The ministry planned to use EU money from the Operational Programme Digitalisation of Society allocated for the 2007-13 period. Thanks to an exception from the European Parliament, Slovakia is able to use the money by the end of 2014 or 2015.

However, because of a complaint submitted by an unsuccessful bidder in the competition, which is currently under scrutiny by the Public Procurement Office, the ministry cannot sign an agreement with the winner. This means that the competition will not end in time and the ministry will not be able to use the EU money earmarked for the project in time, Health Ministry spokeswoman Martina Šoltésová told The Slovak Spectator.

The ministry now plans to use the money allocated for the years 2014-20, Šoltésová added.

Health insurers concerned

The Association of Health Insurance Companies (ZZP) however says that the delays in the e-Health project will slow down reforms in the health-care system again. Since the ministry has already postponed another big project, the launch of DRG (Diagnoses Related Groups) classification system that should set the payment scheme for hospitals, it is not sure it will implement any crucial reforms by the end of its tenure, Katarína Kafková, chair of the ZZP, said in a statement provided to The Slovak Spectator.

She also asked how the ministry wants to deal with the poor state of the health-care system.
“We know that the debts of hospitals are rising uncontrollably, and e-Health was to contribute to better management,” Kafková said in a statement.

According to Ivan Uhliarik, MP for the Christian Democratic Movement and former health minister, the fully operational e-Health system may save about €100 million a year, as reported by SITA.

Kafková also expressed doubts about the new deadline for e-Health implementation. Not only will a new government need to implement it, but there is also a risk that the price for the project will increase, she said.

The ZZP also asked what will happen to the money the health insurers already invested in e-Health. For 2013 and 2014 they contributed altogether €13.3 million to the budget of the National Health Information Center (NCZI), a state-run institution responsible for the electronification of the health-care system, and planned to send another €9.4 million this year.

“It is the money from public health insurance, meaning the money allocated for the treatment of patients,” Kafková said. She also asked whether, if the project was postponed, it would not be better to return the funds so they can be used for their original purposes.

No threat to other e-Health projects

This is not the first time the Health Ministry postponed the e-Health project.
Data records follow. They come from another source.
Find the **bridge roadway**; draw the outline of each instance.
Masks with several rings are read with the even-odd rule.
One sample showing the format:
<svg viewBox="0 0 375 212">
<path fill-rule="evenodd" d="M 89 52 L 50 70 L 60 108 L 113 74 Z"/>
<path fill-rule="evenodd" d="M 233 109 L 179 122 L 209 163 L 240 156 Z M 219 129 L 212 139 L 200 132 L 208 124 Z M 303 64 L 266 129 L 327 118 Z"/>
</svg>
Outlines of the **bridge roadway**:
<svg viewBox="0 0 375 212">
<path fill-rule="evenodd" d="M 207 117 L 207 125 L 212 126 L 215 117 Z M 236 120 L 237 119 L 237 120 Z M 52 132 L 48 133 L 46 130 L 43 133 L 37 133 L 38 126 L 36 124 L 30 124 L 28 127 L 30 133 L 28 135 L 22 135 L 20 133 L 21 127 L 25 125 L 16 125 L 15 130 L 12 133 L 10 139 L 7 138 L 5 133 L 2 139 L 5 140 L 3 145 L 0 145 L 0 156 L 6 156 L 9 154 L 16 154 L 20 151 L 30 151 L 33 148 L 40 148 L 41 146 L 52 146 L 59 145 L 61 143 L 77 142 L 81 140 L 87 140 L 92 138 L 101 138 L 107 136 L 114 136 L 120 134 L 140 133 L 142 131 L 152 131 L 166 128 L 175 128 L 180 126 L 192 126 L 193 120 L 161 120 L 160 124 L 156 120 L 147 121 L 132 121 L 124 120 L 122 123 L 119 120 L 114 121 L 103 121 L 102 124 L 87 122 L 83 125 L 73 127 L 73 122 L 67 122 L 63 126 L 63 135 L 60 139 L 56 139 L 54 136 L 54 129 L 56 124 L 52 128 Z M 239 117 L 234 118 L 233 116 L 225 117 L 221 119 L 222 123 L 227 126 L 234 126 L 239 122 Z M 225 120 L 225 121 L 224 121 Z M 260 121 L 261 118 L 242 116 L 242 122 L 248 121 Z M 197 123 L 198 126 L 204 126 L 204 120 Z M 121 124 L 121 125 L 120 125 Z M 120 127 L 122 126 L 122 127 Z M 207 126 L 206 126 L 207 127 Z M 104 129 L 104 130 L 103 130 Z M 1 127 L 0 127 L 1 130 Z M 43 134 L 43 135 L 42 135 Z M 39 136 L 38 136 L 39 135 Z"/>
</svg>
It started preparing it in 2008, with its implementation planned for 2013. The plan was meant to limit duplicate examinations and tests, and also to secure communication between doctors, hospitals and pharmacies, so patients would not receive the same medication or medication with contradictory effects, the Sme daily wrote.

The Health Ministry, however, stresses that its decision to postpone the implementation of the NZIS will not affect the first support piece of the project, the Electronic Services of the Health Care project, which includes electronic medical records, electronic prescriptions and a national health portal.

“E-Health remains the priority of the ministry and the work on it continues,” Šoltésová said.

Along with halting the public competition over NZIS, the Health Ministry introduced several changes to the e-Health project. One of them is that the NCZI, not health insurers, will be responsible for issuing health cards with electronic chips. The issuing of these cards will be postponed, from this July to September 2015, Sme wrote.

AZZ welcomes these changes and consider it right to postpone the wrongly prepared project, Kafková said. She, however, was surprised that the Health Ministry did not discuss the problems with others active in the health-care sector.

“The health insurers who have experience with their own electronification have offered help with preparing the project several times,” Kafková said. She stressed that the last meeting of the Council for Informatisation and Electronification of Health Care, which ZZP regularly attended, took place in April 2013.